Not so sexy looking next to an old iMac keyboard.

Apple has again applied their mastery of the un-boxing experience with the Magic Trackpad. You simply open the box and the trackpad is right there for you. There is a sticker on the trackpad wrapper itself reminding users that they need Snow Leopard and the Apple Magic Trackpad Software Update to use the device. Since this device was meant to complement the new line of iMac’s, owners of older iMac models will find that the driver for the Magic Trackpad will not show up automatically in Software Update. Download it here instead.

Once the setup process was complete, using the trackpad was an easy but jarring experience. While recent generation Macbook and Macbook Pro users will quickly become accustom to the gestures concept, iMac and Mac Pro owners will probably keep a mouse nearby at least until they get used to the trackpad. Even as I was editing the photos for this post I found myself quickly reverting to my Magic Mouse as I am still learning to integrate the Magic Trackpad into my workflow.
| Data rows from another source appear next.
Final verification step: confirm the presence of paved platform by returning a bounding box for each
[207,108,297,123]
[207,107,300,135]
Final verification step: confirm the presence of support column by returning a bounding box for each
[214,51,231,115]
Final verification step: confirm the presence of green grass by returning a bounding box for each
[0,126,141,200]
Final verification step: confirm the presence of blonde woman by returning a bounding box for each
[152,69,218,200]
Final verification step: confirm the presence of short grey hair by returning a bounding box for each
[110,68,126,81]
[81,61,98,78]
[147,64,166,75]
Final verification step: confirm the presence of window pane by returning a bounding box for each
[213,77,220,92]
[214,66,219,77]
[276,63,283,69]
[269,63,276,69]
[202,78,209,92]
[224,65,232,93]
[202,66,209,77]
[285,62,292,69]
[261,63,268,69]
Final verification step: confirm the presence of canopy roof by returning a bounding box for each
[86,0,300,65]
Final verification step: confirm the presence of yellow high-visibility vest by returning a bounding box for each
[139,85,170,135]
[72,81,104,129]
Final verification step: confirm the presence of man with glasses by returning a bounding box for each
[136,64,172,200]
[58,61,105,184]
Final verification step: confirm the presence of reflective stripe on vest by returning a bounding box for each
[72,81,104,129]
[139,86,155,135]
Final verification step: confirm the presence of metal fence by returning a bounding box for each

Another thing to keep in mind is that the Magic Trackpad was designed to complement the Apple Wireless Keyboard. Owners of older Apple keyboards will find that the angle of the Magic Trackpad is different and that putting the trackpad next to a full sized keyboard might alter the way you setup your desktop environment. While this should not deter purchasing this device, it’s good to keep in mind if you have a smaller desk like myself.

Scrolling with inertia is nowhere near as smooth as it is on the Magic Mouse. The Magic Trackpad will truly come alive when a 3rd party creates software similar to SideTrack that is able to take the device beyond the OEM defaults.

Getting used to the Magic Trackpad will take some time and patience. Since nobody has had more than a few days to use this device, only time will tell if it’s a game changer or yet another Apple device that takes control of our wallets.